Медный звон – призыв к заутрене, незримо плыл над улицами, над равниной моря, над домами, кораблями в порту, мачтами яхт, покачивающихся на волне у причалов, как он веками плыл над полями, лесами, колышущимися от ветра нивами с колоколен в славянских селениях, возвещая народу благовестом о начале дня, о том, что всё хорошо и разумно в этой архаичной, старозаветной стране, и по сей день, поныне, живущей под золотыми куполами древнерусских церквей, под сенью такой же древней, как сотворение славянского мира, религии, то ли сказки, придуманной невесть кем, скорее всего ещё во времена оные, первочеловеком, жившим в плодородных, райских долинах Месопотамии, и только-только научившимся добывать и хранить огонь, и затем украденной племенем Ханаанским и превращённой ханаанами в колыбельную, убаюкивающую глупыми химерами, полоумным бредом и по сей день сознание целых народов.
Симфония наступающего дня продолжалась в гуканье диких голубей на соседней крыше, в шуме проезжающих авто, негромких звуках голосов, визге трамвайных колёс на недалёком перекрёстке.
Городок был маленький, за час можно весь обойти, но обладал на редкость большой и очень богатой родословной. Как и вообще многие города Причерноморья.
Первоначальное поселение было ровесником не такого уж и удалённого от этих мест Вечного города, легионеры которого, блистая гривастыми шлемами и звякая короткими мечами, было времечко, гуляли по улицам этого городка.
А на волнах залива покачивались, отражаясь крутобокими смолёными боками в голубой лазури волн огромной бухты, шлёпали вёслами воинские галеры с раскрашенными деревянными, бронзовыми и золочёными фигурами глядевшихся в своё отражение в воде римских богов и богинь на носовой оконечности трирем.
И в разные времена в городке звучала разная речь: греческая, итальянская, турецкая, персидская, аланская, караимская, азиатская, ханаанская. Всего не перечислить.
Время шло. Маленький городок много чего видел и носил поочерёдно различные имена, в том числе известных завоевателей, пока его мимоходом, походя, не покорила выдающаяся в делах государевых царица из Северной Пальмиры.
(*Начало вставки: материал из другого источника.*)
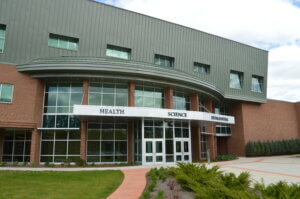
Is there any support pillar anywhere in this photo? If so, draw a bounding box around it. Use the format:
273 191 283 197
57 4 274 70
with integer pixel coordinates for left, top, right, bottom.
204 98 217 159
80 121 87 160
30 129 41 164
0 129 4 162
190 93 201 162
128 81 135 107
165 87 174 109
80 79 89 160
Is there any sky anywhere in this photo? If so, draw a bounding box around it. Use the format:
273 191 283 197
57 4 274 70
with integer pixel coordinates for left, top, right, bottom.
97 0 300 102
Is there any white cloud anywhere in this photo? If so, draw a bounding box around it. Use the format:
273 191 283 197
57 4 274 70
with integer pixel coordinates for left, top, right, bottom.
108 0 300 101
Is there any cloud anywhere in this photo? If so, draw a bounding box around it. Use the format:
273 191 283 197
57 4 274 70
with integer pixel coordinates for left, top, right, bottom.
101 0 300 101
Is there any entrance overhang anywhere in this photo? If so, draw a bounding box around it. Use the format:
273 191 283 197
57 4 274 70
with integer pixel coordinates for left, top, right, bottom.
73 105 235 124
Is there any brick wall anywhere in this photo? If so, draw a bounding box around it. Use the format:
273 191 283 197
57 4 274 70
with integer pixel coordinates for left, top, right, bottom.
228 100 300 156
0 64 44 128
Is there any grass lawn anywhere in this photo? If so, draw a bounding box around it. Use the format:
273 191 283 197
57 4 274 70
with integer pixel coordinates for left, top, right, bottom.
0 171 124 199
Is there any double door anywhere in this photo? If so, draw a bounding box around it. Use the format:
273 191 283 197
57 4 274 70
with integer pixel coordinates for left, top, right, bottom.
174 138 191 162
144 139 165 164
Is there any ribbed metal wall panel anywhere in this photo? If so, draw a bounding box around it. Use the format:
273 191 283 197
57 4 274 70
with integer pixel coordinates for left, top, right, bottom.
0 0 268 101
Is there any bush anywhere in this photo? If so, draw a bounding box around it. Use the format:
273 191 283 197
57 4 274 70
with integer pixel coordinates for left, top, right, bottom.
214 155 238 161
245 139 300 156
75 158 86 167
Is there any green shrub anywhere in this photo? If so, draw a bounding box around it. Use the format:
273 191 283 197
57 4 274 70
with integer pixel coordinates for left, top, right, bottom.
75 158 86 167
245 139 300 156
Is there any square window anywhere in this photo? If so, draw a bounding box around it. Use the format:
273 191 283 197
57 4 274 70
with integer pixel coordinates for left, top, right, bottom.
0 84 13 103
194 62 210 74
106 45 131 59
229 71 243 89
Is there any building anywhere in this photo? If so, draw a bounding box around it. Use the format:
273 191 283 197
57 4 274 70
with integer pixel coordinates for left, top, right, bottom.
0 0 300 164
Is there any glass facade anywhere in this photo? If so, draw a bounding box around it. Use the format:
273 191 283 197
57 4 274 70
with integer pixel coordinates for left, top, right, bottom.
251 76 263 93
87 119 128 163
173 91 190 110
154 54 174 68
0 84 14 103
200 133 207 160
48 33 79 50
41 130 80 162
43 82 83 128
89 80 128 106
229 71 243 89
0 24 6 53
106 45 131 59
135 85 164 108
2 130 31 162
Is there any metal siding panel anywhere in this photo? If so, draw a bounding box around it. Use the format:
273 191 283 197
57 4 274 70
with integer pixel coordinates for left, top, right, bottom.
0 0 268 100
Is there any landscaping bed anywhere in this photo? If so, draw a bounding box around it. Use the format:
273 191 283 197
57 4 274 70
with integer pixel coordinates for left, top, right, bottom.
140 163 300 199
0 170 124 199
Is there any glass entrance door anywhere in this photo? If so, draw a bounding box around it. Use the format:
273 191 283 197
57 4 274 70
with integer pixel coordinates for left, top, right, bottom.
145 139 164 164
174 139 191 162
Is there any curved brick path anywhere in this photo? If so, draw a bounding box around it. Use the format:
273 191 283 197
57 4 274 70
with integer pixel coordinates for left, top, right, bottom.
107 168 150 199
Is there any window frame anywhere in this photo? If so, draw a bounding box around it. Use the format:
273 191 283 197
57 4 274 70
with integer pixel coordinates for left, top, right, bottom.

В северной столице климат был не очень, а императрице, пережившей недавно большие неприятности в личной жизни, должно быть, захотелось далёкого южного тепла и непонятно было, доколе на юге на самом деле простираются границы Российской империи. Почему юг, Северное Причерноморье, до сих пор принадлежит Порте, каким-то османам, отчего от набегов диких племён с Кавказа и Крыма так много лиха претерпевают жители южной Малороссии.
Почему ногайцы и кипчаки совместно с другими дикими народами нападают, преодолев южные кордоны, на селения южных поселенцев, убивая мужчин, угоняя в азиатское рабство женщин и детей, забирая скот и грабя нехитрое имущество живущих в Малороссии жителей.
Императрица пригласила во дворец на Неве генерал-фельдмаршала Потёмкина, без советов которого не начиналась ни одна военная кампания, и, тыкая пухлым пальчиком в расстеленную на столе карту, в нарисованный на карте тёплый, ласкающий взгляд Понт Эвксинский, в города Азов, Измаил, Ак-мечеть, Султан-Сарай, принадлежащие туркам и закрывающие выход в Понт Эвксинский, а значит в Средиземное море, спросила у почтительно склонившегося сзади, над плечом, красавца-царедворца:
– Скажите, любезный фельдмаршал, правда ли, что на юге империи до сих пор творятся учиняемые местными дикими народами под покровительством турков бесчисленные беспорядки, и не пора ли, как по-вашему, дорогой граф, этим безобразиям положить конец?
И, если это так, кто бы из известных своей решительной деятельностью генералов мог бы выполнить эту сложную в военном отношении и весьма важную в приобретении в последующем для государства Российского, зело важную в политическом смысле деликатную задачу?
Фельдмаршал, принимавший решающее участие не в одной военной кампании, ответил, что пора. Давно пора!
Он вспомнил, что на юге, в монастырской крепости святого Дмитрия Ростовского, командует войсками, сдерживая дикие орды кавказцев и крымских татар, живущих за счёт варварских грабежей южных пределов, генерал-поручик Александр Васильевич Суворов, начинавший службу из-за слабости здоровья по протекции отца рядовым лейбгвардии Семёновского полка.
Отец Александра Васильевича, Василий Иванович Суворов, служивший в молодости в денщиках у Петра Первого и дослужившийся из солдат до звания генерал-аншефа, не хотел, чтобы сын пошёл в воинскую службу.